Ricognizioni sulla Scrittura-Pittura
Ho già tracciato aspetti e storie della Scrittura-Pittura in Italia negli anni Ottanta, in testi e convegni. Ho curato, sull’argomento, un significativo inserto a colori nella rivista ‘Arte & Cronaca’ n. 74 (2010), in cui ho segnalato le principali esposizioni e testimonianze critiche.
Il numero in questione era dedicato ai cinquant’anni del Nouveau Réalisme: un “collegamento” certamente possibile e stimolante. Il suo direttore, il critico d’arte Toti Carpentieri, era stato curatore della mostra Nuovi Segnali all’Iperscrittura a Foggia (Palazzetto dell’Arte, 1986).
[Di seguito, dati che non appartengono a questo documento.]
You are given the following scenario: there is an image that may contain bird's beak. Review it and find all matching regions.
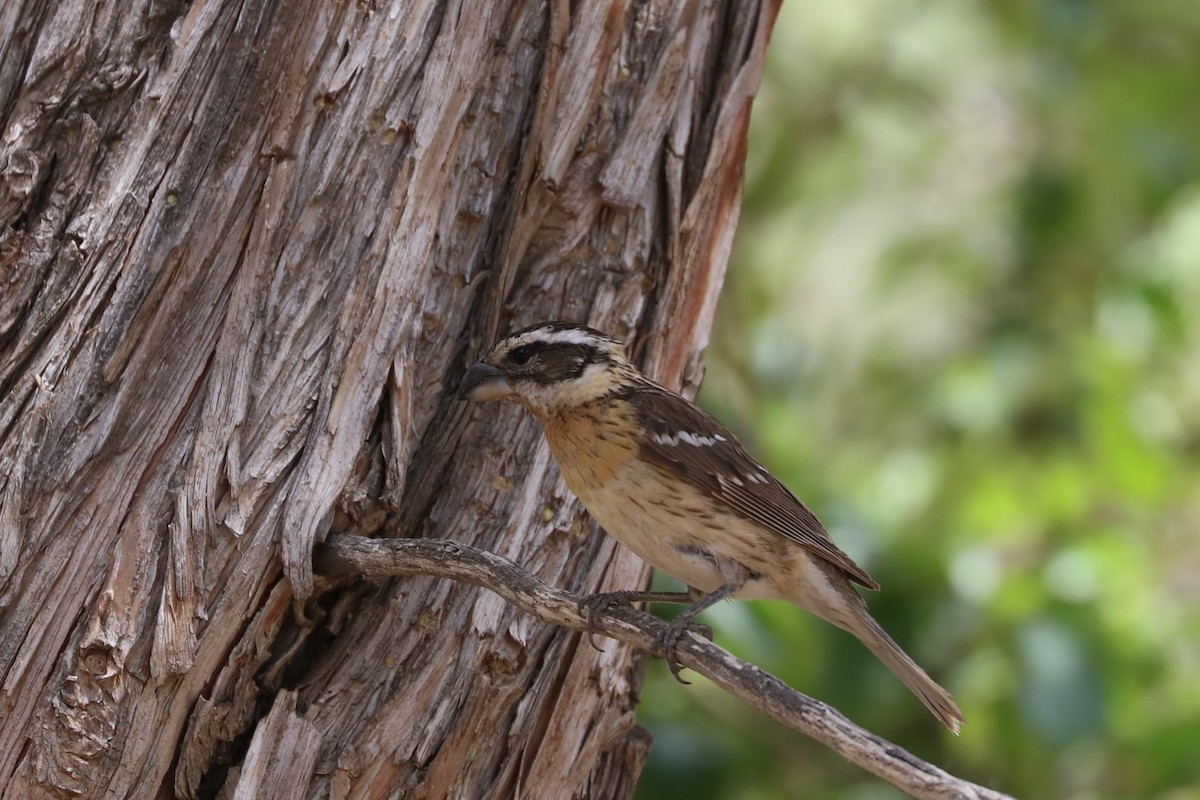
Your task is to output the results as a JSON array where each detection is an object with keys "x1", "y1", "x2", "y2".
[{"x1": 458, "y1": 361, "x2": 512, "y2": 402}]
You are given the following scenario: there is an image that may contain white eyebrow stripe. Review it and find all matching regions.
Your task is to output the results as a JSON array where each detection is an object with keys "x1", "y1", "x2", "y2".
[
  {"x1": 653, "y1": 431, "x2": 726, "y2": 447},
  {"x1": 528, "y1": 327, "x2": 604, "y2": 347}
]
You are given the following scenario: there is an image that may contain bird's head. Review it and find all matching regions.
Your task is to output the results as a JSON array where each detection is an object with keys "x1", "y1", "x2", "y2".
[{"x1": 458, "y1": 323, "x2": 638, "y2": 415}]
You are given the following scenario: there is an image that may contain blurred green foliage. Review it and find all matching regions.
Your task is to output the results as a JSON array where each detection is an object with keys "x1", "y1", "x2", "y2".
[{"x1": 638, "y1": 0, "x2": 1200, "y2": 800}]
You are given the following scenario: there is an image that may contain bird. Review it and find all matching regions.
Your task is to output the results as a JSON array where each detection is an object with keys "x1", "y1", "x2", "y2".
[{"x1": 458, "y1": 321, "x2": 964, "y2": 733}]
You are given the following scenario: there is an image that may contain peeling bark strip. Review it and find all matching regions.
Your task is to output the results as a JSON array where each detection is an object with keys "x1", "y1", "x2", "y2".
[
  {"x1": 319, "y1": 534, "x2": 1013, "y2": 800},
  {"x1": 0, "y1": 0, "x2": 778, "y2": 798}
]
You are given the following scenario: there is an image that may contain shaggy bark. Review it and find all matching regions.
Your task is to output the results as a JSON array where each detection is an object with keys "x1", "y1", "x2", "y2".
[{"x1": 0, "y1": 0, "x2": 778, "y2": 798}]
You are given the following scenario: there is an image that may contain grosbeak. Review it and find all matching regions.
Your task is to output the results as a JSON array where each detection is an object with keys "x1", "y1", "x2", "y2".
[{"x1": 460, "y1": 323, "x2": 962, "y2": 733}]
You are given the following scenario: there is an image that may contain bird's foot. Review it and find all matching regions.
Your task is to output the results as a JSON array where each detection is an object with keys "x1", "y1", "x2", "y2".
[{"x1": 656, "y1": 614, "x2": 713, "y2": 685}]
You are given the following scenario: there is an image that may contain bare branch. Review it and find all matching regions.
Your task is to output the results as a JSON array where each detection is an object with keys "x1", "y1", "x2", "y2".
[{"x1": 314, "y1": 534, "x2": 1012, "y2": 800}]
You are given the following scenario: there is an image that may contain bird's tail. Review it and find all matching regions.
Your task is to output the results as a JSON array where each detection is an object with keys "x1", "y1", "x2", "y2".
[{"x1": 836, "y1": 603, "x2": 962, "y2": 734}]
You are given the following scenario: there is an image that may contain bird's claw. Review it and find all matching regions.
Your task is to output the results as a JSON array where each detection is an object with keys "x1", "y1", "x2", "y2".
[{"x1": 658, "y1": 616, "x2": 713, "y2": 686}]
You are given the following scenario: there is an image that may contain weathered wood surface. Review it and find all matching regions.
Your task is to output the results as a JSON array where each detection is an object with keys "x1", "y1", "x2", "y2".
[{"x1": 0, "y1": 0, "x2": 778, "y2": 798}]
Miei testi sulla Scrittura-Pittura sono pubblicati su: Tracker Art 2004-2008 (Juliet Ed., 2009); ‘Heliopolis’, rivista online (2018), con riflessioni di Sandro Giovannini; ‘Culturelite’, social magazine diretto da Tommaso Romano (2019). Tra gli eventi segnalo la mia relazione alla giornata di studi Abstracta, da Balla alla Street Art a Roma (Museo Macro, 2018), in cui ipotizzo il successivo oltre, pulsionale e disperso, della Scrittura-Pittura.
[1] V. Conte. Nuovi Segnali, in AA.VV., Crispolti e il Centro Di Sarro (Avvio e sviluppo di una ricerca 1982/85), a cura di E.R. Meschini, Roma 2013.
[2] Pittura Scrittura Pittura, esposizioni a cura di F. Menna, F. Abbate, M. D’Ambrosio: La Salerniana, Erice (TP); Gall. Civica d’Arte Contemporanea, Suzzara (MN); 1987. Centro cult. Bellora, Milano; Centro di Cultura Ausoni, Roma; 1988. Catalogo (Mazzotta, Milano 1987).
[3] Sottosuolo del linguaggio (scrittura pittura scultura), mostra a cura di F. Menna e F. Gallo Mazzeo: Gall. E. Pagano, Bagheria; Centro Voltaire, Catania; 1989. Catalogo (Ed. E. Pagano Artecontemporanea). Espongono: T. Binga, V. Conte, S. Guardì, G. Leto, W. Xerra.
[4] Scribble (alle origini del segno), mostra a cura di T. Sicoli, Chiostro di S. Domenico, Lamezia Terme 1988. Catalogo. Espongono: T. Binga, V. Conte, C. Di Ruggero, L. Di Sarro, S. Guardì, M. Parentela, A. Puja, A. Valla, W. Xerra. Catalogo.